Monday, 16 March 2009

The Immunity Syndrome

DVD, Star Trek S2 (The Immunity Syndrome)

Sulu's missing once again (we had a little game where if he was in it, I would get the Malteser, and if he wasn't, the other viewer would. He didn't seem to be in it, until there was a scene in the briefing room, and there was an asian man sitting with his back to the screen. Finally the briefing ended and he got up to reveal... it wasn't Sulu, the Malteser lost!). Mr. Kyle was sitting in Sulu's position (I liked the bit where Chekov takes over Spock's station, and who should replace him, but the guy that always used to sit in that seat in S1. It always amazes me how quick these crewmen appear immediately the main character vacates their usual position, and zip out of the chair if they come back, as if they know they've done something cheeky!).

But back to the point, I was sure Kirk kept calling him Mr. Cowl, but in the credits it definitely says Kyle. On the subject of minor crewmen, Mr. Leslie's in the background looking good for a dead guy. When McCoy tells Kirk they're all dying, I wanted to shout out "what about Mr. Leslie? You put him back together!"Maybe it was his twin?

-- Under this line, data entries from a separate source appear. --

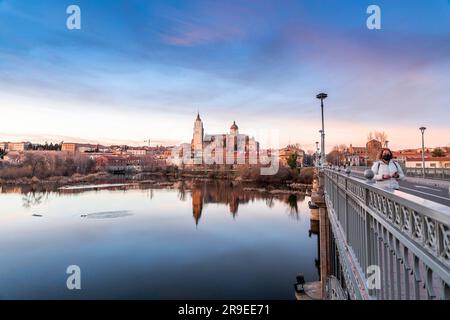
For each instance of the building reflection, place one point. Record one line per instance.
(234, 196)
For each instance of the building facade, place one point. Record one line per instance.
(227, 148)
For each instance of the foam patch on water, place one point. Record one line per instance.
(95, 186)
(107, 214)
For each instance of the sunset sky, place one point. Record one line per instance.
(142, 69)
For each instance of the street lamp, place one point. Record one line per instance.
(321, 146)
(321, 96)
(317, 153)
(422, 129)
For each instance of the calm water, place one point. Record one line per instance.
(198, 242)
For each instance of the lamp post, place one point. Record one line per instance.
(317, 153)
(422, 129)
(321, 147)
(321, 96)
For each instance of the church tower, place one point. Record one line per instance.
(197, 140)
(234, 130)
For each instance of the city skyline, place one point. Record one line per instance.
(138, 71)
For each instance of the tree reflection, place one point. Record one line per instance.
(32, 199)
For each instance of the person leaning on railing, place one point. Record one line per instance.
(387, 171)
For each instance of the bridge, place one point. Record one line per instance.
(378, 243)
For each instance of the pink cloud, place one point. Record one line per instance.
(195, 35)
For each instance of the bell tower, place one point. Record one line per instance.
(197, 139)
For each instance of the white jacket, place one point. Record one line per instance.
(380, 168)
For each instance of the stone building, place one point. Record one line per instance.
(236, 148)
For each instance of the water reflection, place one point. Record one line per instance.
(202, 193)
(257, 241)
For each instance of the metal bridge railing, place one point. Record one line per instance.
(387, 244)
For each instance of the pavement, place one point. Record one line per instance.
(430, 189)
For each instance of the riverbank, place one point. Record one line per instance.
(170, 180)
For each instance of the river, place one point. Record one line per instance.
(203, 240)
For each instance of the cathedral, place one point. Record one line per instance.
(237, 148)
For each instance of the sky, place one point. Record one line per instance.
(139, 70)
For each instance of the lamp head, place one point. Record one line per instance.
(322, 96)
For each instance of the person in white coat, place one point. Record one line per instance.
(387, 171)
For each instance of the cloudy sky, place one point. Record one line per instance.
(141, 70)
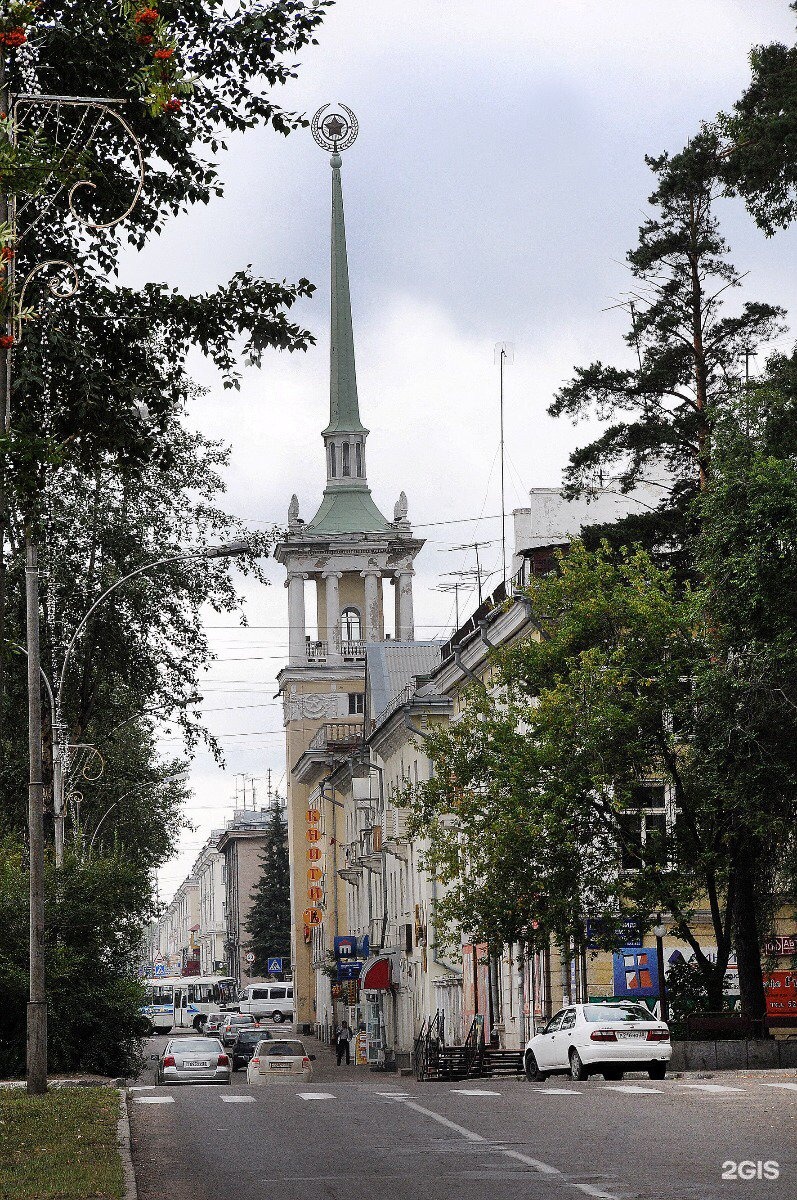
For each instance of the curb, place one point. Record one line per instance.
(123, 1139)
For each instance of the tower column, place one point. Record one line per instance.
(405, 618)
(297, 625)
(333, 615)
(372, 630)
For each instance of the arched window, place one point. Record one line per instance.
(351, 625)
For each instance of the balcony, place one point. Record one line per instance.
(337, 736)
(349, 652)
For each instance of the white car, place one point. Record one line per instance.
(280, 1059)
(604, 1039)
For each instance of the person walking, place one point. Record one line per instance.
(343, 1043)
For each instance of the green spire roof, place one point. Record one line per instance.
(343, 406)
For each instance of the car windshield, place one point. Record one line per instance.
(250, 1037)
(285, 1050)
(616, 1014)
(195, 1045)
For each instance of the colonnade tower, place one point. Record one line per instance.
(346, 555)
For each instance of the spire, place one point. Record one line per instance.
(343, 406)
(347, 505)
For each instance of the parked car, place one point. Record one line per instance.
(233, 1024)
(192, 1061)
(604, 1039)
(213, 1025)
(244, 1045)
(279, 1059)
(268, 1001)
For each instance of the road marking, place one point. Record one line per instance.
(472, 1091)
(635, 1091)
(711, 1087)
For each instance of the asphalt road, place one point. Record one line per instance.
(355, 1134)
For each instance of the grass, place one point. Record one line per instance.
(60, 1146)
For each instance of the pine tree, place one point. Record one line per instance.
(269, 921)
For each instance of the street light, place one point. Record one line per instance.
(229, 550)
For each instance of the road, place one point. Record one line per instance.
(354, 1134)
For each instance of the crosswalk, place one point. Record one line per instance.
(150, 1095)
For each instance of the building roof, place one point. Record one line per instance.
(393, 666)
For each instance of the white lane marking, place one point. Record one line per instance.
(472, 1091)
(711, 1087)
(635, 1091)
(541, 1168)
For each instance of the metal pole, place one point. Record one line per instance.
(37, 999)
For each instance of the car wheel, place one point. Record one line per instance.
(533, 1073)
(577, 1069)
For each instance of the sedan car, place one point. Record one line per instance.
(604, 1039)
(280, 1059)
(243, 1048)
(233, 1024)
(192, 1061)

A slow episode, that reminded me of the first film - a long, dangerous, slightly ponderous journey, with lots of looking at the screen or writing logs, or explaining what's happening, as they voyage into a giant creature. The concept that all life in our galaxy could become merely a virus to this huge creature as it's cells multiply was fascinating. There were also Star Trek II parallels, with Spock sacrificing himself to save the ship, only this time he survived. Spock and McCoy's feud is great, the best line ever being "Thank you Captain McCoy". The best moments of the episode come from their banter.

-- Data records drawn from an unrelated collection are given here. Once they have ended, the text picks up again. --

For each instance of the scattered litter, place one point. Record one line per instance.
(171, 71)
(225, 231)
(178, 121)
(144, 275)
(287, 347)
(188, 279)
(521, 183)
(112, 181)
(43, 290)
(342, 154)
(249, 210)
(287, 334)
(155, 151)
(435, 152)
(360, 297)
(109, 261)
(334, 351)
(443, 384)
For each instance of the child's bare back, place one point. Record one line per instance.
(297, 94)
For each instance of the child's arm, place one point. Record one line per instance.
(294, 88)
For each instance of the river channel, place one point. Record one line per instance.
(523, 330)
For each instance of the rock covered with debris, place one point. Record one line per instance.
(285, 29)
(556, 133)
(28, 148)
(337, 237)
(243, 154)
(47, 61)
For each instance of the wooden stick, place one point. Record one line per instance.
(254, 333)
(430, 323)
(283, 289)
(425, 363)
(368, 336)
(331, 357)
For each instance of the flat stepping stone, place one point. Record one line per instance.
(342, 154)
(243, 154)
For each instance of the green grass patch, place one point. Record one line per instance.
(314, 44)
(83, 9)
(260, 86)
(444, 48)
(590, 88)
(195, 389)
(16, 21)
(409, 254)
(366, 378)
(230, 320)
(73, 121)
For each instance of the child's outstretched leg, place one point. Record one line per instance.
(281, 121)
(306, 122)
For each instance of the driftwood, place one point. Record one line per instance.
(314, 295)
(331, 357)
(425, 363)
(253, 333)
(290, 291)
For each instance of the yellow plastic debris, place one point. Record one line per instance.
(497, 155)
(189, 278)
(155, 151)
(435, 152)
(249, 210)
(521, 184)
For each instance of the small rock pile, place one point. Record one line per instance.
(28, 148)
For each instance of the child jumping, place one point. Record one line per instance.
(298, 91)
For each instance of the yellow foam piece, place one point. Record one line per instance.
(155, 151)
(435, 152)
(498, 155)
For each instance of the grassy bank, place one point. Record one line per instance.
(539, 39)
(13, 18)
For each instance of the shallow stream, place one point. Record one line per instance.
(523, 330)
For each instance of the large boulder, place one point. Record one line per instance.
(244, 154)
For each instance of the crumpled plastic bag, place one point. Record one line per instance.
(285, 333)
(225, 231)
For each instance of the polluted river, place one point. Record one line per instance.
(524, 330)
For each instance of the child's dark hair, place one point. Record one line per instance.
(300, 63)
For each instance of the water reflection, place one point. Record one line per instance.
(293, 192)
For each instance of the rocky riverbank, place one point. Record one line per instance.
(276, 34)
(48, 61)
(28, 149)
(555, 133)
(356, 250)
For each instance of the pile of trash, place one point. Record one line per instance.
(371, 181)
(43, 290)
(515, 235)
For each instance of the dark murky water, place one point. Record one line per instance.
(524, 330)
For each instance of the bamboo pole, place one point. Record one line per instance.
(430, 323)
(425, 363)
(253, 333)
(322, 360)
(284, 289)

Kirk is again not himself, like last week's episode, but this time it is due to tiredness after they come from an exhausting mission. Chapel is in the background giving crewmembers jabs, another little nod to continuity, something that extends the series and its believability rather more. Perhaps more should have been made of the fact they were all slowly dying, as it's mentioned, then seemingly forgotten, and would have been a source of fear and unease, if people could be collapsing at their posts, at any moment. And the actual virus creature was very creative, the Enterprise really looked like it was there, where sometimes the ship isn't believably there, or there are mistakes (such as the scenery blending into the ship in 'Tomorrow is Yesterday'). Very eerie to have no stars out there, and a relief when they got back to the little points of light.

Interesting to hear of a fully Vulcan starship, crewed by 400 of them, and brings up some points, such as how come they get to be Vulcans alone. 'Enterprise' later explained this - to sensitive Vulcan noses, humans stink. You can get away with putting one Vulcan on a human ship, but the other way round... think of the chaos to their ordered lives. You sort of imagine that life on an all Vulcan ship would be perfectly courteous, completely disciplined, strictly silent, except for logical and necessary speech, and extremely efficient. Wouldn't mind a TV series or even an episode set aboard a ship like that!